Makit satın alamazsa, şehirde .ok kullanılan nakitten verir. Altın ve gümüşten gayri meta-i olsa, ticaret niyeti ile saklasa, yahut onunla bir şey satın alsa, bir sene dolmayınca, zekât farz olmaz.

Ama parası olsa ve nisabı doldursa, bir dahaki o zaman nisaba mâlik olmuş olur. Yani zekât verir. Sene içerisinde her ne kadar ticaret niyeti bozulursa zekât farz olmaz.

5- Fıtra Zekâtı;

Evi, elbisesi ve zaruri ihtiyaçları hariç, bayram günü kendine ve çoluk çocuğuna yetecek kadar yiyeceği olan bir kimsenin, “fıtır” bayramı gecesi (Ramazan bayramı) yedikleri şey’in cinsinden bir sa’ iki mendir.

Yani; 1666 gram eder. Eğer buğday yiyorsa, arpa veremez. Arpa yiyorsa, buğday verebilir. Eğer hem buğday hem de arpa yiyorsa, daha iyi olandan verir.

İmam-i Şafi-i (r.a.) göre buğdayın karşılığında un veya başka bir şey veremez. Bakmakla mükellef olduğunun, “sadaka-i fıtrı’nı” da vermekle mükalleftir. Baba, anne, oğul, köle gibi.

Kâfir olan zekâtı (fıtrası) verilmez. Eğer kadın kendi zekâtını (fıtrasını) verirse iyi olur. Kocası hanımından izin almadan verirse caizdir.

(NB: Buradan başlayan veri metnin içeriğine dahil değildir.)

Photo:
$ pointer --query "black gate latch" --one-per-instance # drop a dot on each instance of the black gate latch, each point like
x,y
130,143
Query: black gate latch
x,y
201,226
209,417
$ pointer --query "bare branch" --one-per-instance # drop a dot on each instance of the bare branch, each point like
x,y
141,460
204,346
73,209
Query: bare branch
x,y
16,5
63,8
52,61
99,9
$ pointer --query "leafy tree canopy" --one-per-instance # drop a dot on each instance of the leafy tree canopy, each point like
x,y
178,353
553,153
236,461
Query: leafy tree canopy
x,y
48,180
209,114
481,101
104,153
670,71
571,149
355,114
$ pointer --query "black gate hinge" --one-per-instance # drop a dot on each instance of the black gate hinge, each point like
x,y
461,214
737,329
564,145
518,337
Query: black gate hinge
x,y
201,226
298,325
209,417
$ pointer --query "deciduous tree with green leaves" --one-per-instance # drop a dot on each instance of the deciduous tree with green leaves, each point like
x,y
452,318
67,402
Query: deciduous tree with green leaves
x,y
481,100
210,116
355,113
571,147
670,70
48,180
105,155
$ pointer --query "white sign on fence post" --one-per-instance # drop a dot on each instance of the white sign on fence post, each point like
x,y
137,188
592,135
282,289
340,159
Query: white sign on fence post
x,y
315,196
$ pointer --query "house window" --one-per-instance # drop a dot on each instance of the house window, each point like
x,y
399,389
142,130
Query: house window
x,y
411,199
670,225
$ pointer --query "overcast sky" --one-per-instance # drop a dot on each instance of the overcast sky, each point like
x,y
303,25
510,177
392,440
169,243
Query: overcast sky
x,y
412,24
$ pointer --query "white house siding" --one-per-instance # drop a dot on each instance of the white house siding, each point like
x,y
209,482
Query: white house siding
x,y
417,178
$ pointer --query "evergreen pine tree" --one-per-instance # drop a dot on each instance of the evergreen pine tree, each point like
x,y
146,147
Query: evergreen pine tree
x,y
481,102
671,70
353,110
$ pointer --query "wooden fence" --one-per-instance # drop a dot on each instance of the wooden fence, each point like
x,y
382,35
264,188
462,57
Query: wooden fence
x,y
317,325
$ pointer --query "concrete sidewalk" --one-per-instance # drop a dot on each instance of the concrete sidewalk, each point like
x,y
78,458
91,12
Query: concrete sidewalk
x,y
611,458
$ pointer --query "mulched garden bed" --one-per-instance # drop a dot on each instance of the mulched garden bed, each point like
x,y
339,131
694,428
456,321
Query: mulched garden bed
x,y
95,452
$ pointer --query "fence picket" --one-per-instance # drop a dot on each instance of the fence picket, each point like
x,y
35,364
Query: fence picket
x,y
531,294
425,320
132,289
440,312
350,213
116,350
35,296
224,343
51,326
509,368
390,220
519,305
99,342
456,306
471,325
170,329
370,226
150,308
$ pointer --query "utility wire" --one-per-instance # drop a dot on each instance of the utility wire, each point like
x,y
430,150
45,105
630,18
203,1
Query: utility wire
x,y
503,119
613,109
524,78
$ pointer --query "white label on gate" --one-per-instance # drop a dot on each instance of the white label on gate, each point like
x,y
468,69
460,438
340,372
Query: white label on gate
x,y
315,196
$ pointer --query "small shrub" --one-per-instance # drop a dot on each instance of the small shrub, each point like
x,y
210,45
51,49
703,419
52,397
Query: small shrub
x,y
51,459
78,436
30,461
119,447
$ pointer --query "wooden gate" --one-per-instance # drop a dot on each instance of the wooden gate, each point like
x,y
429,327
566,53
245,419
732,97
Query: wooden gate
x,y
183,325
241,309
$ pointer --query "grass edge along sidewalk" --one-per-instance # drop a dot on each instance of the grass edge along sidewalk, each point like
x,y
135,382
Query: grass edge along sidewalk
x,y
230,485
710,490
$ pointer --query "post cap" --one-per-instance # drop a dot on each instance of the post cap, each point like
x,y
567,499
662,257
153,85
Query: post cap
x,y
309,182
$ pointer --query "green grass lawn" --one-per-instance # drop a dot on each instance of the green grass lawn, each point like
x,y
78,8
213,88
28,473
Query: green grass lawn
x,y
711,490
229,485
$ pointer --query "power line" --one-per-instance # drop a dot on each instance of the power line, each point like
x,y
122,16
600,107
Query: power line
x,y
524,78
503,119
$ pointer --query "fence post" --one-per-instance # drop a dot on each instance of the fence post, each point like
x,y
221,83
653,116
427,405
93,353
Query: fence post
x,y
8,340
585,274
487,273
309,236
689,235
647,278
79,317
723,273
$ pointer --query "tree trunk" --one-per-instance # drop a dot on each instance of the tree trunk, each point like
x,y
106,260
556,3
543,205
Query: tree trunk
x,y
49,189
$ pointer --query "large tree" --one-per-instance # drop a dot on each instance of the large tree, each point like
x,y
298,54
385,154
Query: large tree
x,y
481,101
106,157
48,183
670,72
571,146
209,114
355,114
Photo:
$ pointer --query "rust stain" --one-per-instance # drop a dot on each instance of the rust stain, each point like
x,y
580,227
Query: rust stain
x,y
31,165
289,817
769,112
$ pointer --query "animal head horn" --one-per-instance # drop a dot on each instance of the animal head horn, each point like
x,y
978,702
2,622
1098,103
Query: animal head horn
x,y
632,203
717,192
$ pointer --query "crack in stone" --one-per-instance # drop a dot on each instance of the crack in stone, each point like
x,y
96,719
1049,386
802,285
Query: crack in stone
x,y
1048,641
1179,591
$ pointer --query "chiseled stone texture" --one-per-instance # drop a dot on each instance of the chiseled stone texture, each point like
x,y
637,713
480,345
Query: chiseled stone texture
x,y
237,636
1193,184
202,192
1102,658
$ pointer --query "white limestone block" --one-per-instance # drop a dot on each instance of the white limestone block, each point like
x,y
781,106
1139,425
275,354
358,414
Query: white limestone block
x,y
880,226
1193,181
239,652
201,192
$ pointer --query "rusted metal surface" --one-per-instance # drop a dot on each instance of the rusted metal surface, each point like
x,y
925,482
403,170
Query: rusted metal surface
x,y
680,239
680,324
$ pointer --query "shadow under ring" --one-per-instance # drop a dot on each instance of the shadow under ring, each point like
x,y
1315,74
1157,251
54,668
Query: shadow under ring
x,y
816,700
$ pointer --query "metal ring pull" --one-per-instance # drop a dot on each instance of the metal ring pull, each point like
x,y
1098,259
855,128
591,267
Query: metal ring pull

Zekâttan bu kadarını bilmek muhakkak lazımdır. Bundan sonra anlaşılmayan bir şey varsa sormalıdır.

Devam edecek…

Kimyay-i Saadet (İmam-i Ğazali)

Allah-u Teâlâ hazretleri (c.c.) bizlere ve sizlere fakirlerin hakkı olan zekatını bi hakken yerine getiren kullarından eylesin. Amin

Fuad Yusufoğlu

Zekât- 6

09 Kasım 2008

Çağ-Çağ deresi (BOR-E GÜNDÜK) Nusaybin

Zekât Nasıl Verilir;

Zekât verirken beş şey’e dikkat etmek lazımdır:

1- Zekât verirken niyet farzdır. Eğer bir kimseyi vekil ediyorsa, vekil yaparken niyet etmelidir. Yahut da vekile zekâtını verirken niyet etmesini söylemelidir. Küçük çocuğun malının zekâtını veren veli de niyet eder.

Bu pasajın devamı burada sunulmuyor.